Moreover, the retroactive assessments of Martin Lahr, M.D., and Richard Alley, M.D., the state agency consulting physicians, to which the ALJ gave "great weight," reveal that plaintiff can perform work consistent with the RFC. Compare Tr. 14, with Tr. 375-82, 467. As such, evidence from Drs. Lahr, Alley, and Hein, as well as the evidence surrounding the pertinent adjudication period, contravenes Dr. Rose's assessment of plaintiff's functioning prior to the date last insured. See Tonapetyan v. Halter, 242 F3d 1144, 1149 (9th Cir 2001) (opinion of a non-examining physician "may constitute substantial evidence when it is consistent with other independent evidence in the record").
In sum, the ALJ provided legally sufficient reasons, supported by substantial evidence, for discrediting Dr. Rose's opinion. Thus, the ALJ's evaluation of Dr. Rose's assessment should be upheld.
III. RFC Assessment
Lastly, plaintiff argues that the ALJ's RFC and step five finding are erroneous because they do not account for limitations set forth in her testimony and the opinion of Dr. Rose.
The RFC is the maximum a claimant can do despite her limitations. 20 CFR § 404.1545. In determining the RFC, the ALJ must consider limitations imposed by all of a claimant's impairments, even those that are not severe, and evaluate "all of the relevant medical and other evidence," including the claimant's testimony. SSR 96-8p, available at 1996 WL 374184. Only limitations supported by substantial evidence must be incorporated into the RFC and, by extension, the dispositive hypothetical question posed to the VE. Osenbrock v. Apfel, 240 F3d 1157, 1163-65 (9th Cir 2001).

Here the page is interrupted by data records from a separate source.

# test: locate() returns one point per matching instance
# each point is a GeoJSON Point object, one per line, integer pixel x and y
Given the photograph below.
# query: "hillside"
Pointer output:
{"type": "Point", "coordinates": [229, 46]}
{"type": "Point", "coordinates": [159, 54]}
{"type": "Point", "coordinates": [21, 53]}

As addressed above, the ALJ properly discredited plaintiff and Dr. Rose, and there is no indication, outside of this evidence, that plaintiff suffered from functional limitations beyond those outlined in the RFC during the pertinent adjudication period. Accordingly, plaintiff's argument, which is contingent upon a finding of harmful error, is without merit. Bayliss, 427 F3d at 1217-18; Stubbs-Danielson v. Astrue, 539 F3d 1169, 1175-76 (9th Cir 2008). Thus, the ALJ's RFC and step five finding should be upheld.
RECOMMENDATION
For the foregoing reasons, the Commissioner's decision should be AFFIRMED and this case should be DISMISSED.
SCHEDULING ORDER
The Findings and Recommendation will be referred to a district judge. Objections, if any, are due Friday, October 24, 2014. If no objections are filed, then the Findings and Recommendation will go under advisement on that date.
If objections are filed, then a response is due within 14 days after being served with a copy of the objections. When the response is due or filed, whichever date is earlier, the Findings and Recommendation will go under advisement.
DATED this 7th day of October, 2014.